她不由分说地拉着我的衣袖(以她的小力气其实根本拉不动),指向一个方向。我对她口中那种奇特的能力确实产生了好奇,更重要的是,任何可能变强、从而找到哥哥的途径,我都愿意尝试。
跟随派蒙来到那座巍峨而庄严的风神神像下,一种难以言喻的宁静与亲和感笼罩了我。神像掌心托举的光球散发着柔和而强大的能量波动。在派蒙的鼓励下,我迟疑地将手轻轻放在神像的基座上。瞬间,一股温暖而磅礴的暖流从神像涌入我的身体,如同温和的潮水般流经四肢百骸,最终沉于我的小腹之下,脐周三分之处,凝聚成一团奇异的、微微鼓胀滚动的温热能量源。一种前所未有的充盈感和奇特的“压力感”油然而生。
“怎么样怎么样?感觉到了吗?”派蒙飞到我面前,小脸上满是期待。
我点点头,一种新生的、难以言喻的本能冲动驱使着我。我转过身,目光“不善”地看向派蒙。就是这个小家伙,刚才让我体验了一把肺部焚烧的感觉。
“咦?荧?你的眼神好像有点……”派蒙似乎察觉到了一丝危险,下意识地后退了一点。
我集中精神,尝试着引导小腹那团温热能量,想象着将其压缩,然后朝着派蒙的方向释放出去!
“噗~”
一声短促而清脆,甚至带着点俏皮感的声音响起。一股无形的气浪推出,虽然微弱,却带着一丝淡淡的、异常清新的,类似刚割过的青草与晨曦中蒲公英混合的香气,迅速弥漫开来。
派蒙显然没料到我的“初试”目标竟然是她,被这突如其来的、带着清香的反击吓了一跳,“哇啊啊!”地叫了一声,手忙脚乱地扇动小翅膀躲开那股气浪。
她悬停在不远处,气鼓鼓地叉着腰,小脸都嘟了起来:“荧!你!你恩将仇报!派蒙刚救了你,还给你讲了那么多有用的知识,你刚学会能力第一个就拿来对付派蒙了吗!太过分了!虽然……嗯……味道居然还挺好闻的……”她说到最后,语气里竟然带上了一丝好奇和困惑,还下意识地嗅了嗅空气中残留的清香。

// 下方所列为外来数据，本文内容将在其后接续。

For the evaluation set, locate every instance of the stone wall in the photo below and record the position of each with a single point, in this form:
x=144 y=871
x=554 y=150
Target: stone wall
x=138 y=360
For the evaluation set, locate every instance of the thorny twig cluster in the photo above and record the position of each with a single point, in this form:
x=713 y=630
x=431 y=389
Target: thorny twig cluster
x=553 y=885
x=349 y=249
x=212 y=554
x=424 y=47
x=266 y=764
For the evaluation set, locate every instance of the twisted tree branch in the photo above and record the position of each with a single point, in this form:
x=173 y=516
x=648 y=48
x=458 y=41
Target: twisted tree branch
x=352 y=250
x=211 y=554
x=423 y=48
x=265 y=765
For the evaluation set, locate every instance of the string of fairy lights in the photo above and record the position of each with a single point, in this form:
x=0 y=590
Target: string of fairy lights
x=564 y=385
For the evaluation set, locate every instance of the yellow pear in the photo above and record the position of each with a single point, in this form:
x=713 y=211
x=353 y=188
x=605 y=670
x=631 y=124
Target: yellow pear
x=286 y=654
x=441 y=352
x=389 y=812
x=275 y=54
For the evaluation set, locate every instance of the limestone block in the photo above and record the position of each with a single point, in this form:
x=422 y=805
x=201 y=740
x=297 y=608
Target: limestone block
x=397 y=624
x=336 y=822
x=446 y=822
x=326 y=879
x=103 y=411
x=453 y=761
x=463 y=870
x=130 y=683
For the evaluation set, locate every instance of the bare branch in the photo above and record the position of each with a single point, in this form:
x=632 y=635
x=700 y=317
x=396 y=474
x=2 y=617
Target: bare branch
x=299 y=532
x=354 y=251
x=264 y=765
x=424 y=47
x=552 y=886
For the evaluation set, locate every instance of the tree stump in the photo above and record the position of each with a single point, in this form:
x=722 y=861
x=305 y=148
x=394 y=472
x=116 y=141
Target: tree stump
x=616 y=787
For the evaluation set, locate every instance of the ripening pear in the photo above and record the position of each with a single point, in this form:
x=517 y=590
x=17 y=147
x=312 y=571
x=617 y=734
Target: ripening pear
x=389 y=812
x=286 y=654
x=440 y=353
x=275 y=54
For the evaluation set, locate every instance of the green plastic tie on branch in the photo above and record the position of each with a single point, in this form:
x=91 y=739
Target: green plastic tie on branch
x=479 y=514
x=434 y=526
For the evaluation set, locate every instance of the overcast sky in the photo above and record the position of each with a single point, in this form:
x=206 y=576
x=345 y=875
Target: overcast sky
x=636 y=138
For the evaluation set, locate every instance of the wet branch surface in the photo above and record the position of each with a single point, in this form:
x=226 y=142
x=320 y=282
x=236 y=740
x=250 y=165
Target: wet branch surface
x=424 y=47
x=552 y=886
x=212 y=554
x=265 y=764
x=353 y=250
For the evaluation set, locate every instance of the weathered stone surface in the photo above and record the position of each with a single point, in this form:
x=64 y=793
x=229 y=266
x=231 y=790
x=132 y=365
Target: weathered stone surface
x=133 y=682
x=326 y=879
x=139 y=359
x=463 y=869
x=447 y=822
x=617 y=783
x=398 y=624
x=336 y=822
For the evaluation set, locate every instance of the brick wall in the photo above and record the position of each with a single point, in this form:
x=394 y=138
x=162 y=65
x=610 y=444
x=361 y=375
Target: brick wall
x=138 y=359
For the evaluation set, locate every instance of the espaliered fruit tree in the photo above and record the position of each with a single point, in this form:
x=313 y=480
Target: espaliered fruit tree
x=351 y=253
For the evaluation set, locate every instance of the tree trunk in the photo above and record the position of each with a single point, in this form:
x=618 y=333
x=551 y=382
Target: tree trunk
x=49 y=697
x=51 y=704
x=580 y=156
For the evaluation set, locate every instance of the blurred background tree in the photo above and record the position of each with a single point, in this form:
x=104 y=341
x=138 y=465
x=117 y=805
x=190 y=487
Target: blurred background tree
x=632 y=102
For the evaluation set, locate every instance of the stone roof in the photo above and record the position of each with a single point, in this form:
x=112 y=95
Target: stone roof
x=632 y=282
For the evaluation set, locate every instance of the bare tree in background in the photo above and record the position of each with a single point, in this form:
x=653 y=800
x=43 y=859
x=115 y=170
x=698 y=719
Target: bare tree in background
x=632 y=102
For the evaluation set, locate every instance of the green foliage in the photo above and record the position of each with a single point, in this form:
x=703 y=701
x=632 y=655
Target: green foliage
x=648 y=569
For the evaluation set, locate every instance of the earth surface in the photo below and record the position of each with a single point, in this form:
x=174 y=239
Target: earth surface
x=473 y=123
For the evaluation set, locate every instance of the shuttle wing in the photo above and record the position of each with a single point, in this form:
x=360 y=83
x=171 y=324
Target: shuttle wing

我看着她炸毛又有点纠结的可爱样子,多日来积压在心中的阴霾仿佛被这小小的、带着清香的玩闹驱散了一丝丝,忍不住轻笑出声:“只是试试嘛,报仇成功。”嗯,神清气爽。
“哼!这个仇派蒙记下了!”派蒙在空中跺了跺脚(虽然并没有地面给她跺),“不过……看来你真的觉醒啦!而且你的味道好奇怪哦,居然是香的!和派蒙的完全不一样!和派蒙知道的其她人也好不一样!真是太奇怪了!”
为了让我更好地熟练这新奇又有点尴尬的能力,派蒙怂恿我去找附近游荡的史莱姆“练手”。“它们智商很低,恢复力又强,是最好的靶子啦!”她如是说。很快,我们就在湖边找到了一只正呆呆蹦跳着的蓝色冰史莱姆。我再次集中精神,回想并调动小腹那股能量。这一次,我尝试着注入更多的意念。
“噗呜——”
一声略显沉闷的响声,一股比之前强劲不少的气流涌出,颜色似乎也带上了一丝极淡的冰蓝色。这股气流准确地命中了冰史莱姆。奇妙的事情发生了,那史莱姆体表瞬间凝结出了一层更厚的冰霜,整个身体僵硬了一下,蹦跳的动作变得极其迟缓,像是被冻懵了。
“哇!荧!看到了吗!你的屁居然带元素力!是冰属性的!好厉害!”派蒙在一旁欢呼雀跃,比我还兴奋,“再来一次再来一次!试试能不能把它冻住!”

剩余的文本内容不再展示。